# Malay: Why were you not here last time?



## linguist786

_Why were you not here last time?_

Can somebody tell me how to say that in Malay please?
(last _time_ meaning last _lesson_, if that helps...)


----------



## Seb_K

It would be ...

Mengapa kamu tidak hadir ke kelas?


----------



## linguist786

Seb_K said:


> It would be ...
> 
> Mengapa kamu tidak hadir ke kelas?


Is that exactly how it would be pronounced? 

Thanks a lot by the way! I didn't think there'd be many Malaysian people here - but here you are!


----------



## Seb_K

Since you were talking about lesson, I conclude that it would be about a class ... So it put it that way. If it isn't about a class, then elaborate further.



No problem.
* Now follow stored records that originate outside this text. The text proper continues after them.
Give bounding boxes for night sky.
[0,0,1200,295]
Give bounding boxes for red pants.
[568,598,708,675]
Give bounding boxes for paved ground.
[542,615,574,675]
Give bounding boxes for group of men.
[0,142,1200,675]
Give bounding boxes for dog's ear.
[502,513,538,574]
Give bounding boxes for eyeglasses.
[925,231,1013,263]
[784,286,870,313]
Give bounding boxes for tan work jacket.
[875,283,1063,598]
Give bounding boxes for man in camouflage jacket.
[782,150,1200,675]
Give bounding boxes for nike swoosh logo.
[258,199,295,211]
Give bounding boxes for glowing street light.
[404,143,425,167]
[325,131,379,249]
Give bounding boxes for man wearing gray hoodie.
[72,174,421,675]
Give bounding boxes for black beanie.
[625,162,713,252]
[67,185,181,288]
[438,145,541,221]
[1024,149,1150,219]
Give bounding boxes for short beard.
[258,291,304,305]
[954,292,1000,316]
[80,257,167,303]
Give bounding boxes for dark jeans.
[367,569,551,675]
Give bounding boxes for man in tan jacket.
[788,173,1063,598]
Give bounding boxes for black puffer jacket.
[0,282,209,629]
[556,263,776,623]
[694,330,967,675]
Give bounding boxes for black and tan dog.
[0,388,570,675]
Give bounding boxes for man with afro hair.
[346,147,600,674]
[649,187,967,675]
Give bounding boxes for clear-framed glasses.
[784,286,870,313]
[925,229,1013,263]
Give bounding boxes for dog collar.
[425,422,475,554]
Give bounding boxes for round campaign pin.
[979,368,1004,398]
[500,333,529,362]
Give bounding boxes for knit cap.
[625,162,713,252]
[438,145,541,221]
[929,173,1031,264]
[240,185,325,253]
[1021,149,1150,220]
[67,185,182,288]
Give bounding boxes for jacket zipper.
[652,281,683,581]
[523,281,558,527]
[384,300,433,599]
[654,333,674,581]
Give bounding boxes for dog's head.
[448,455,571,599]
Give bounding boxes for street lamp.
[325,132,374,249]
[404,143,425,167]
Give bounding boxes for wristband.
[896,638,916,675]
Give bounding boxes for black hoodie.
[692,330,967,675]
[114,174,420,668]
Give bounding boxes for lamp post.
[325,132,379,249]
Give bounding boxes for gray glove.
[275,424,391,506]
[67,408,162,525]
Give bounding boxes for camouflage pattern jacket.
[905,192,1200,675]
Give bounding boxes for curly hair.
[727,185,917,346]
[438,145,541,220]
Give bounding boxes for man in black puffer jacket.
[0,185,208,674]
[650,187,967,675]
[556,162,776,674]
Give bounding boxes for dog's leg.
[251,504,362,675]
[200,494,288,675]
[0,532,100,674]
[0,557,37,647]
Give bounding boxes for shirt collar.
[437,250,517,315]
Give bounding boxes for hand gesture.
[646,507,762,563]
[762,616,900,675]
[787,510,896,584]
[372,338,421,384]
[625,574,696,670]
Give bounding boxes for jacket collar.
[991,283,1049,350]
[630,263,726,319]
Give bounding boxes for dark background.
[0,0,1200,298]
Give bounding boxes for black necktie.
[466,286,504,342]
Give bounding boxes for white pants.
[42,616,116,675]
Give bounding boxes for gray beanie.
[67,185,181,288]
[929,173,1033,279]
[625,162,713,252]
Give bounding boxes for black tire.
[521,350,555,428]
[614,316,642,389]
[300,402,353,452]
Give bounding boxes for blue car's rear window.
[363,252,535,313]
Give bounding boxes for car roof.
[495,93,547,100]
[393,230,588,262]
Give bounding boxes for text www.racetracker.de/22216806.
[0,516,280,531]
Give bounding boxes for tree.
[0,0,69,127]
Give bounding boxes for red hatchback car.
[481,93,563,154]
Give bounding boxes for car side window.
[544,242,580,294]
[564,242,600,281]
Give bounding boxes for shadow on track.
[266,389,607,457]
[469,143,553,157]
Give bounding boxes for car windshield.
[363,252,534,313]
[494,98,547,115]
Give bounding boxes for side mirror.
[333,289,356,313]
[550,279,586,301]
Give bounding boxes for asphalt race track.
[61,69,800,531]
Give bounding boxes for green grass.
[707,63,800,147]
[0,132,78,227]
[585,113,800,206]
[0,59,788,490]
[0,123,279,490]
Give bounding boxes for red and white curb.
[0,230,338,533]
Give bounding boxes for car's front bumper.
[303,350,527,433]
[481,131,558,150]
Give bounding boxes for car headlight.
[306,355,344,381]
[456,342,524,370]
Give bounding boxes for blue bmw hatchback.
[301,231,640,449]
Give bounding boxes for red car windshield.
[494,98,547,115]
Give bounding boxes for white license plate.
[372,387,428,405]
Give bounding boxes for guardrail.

Glad to be of help.


----------



## linguist786

I wasn't disputing your translation, I was just wondering whether it is _pronounced_ the way you have written it..


----------



## frone

Hi linguist786,
it should be pronounced like this:
[məŋapa kamu tidak hadir kə kəlas]

If you are interested to learn more, I'd recommend:
http://www.omniglot.com/writing/indonesian.htm
http://www.seasite.niu.edu/flin/pronunciation/guide_to_pronunciation_of_indone.htm
http://www.gimonca.com/sejarah/pronounce.shtml
http://www.indoinfo.com/language/Basic.htm

The above links are for Indonesian pronunciation, but it is very very very similar, if not same, to Malay. (I was in Malaysia for 2 months last holiday and I think it's same ^^)

Hope that helps


----------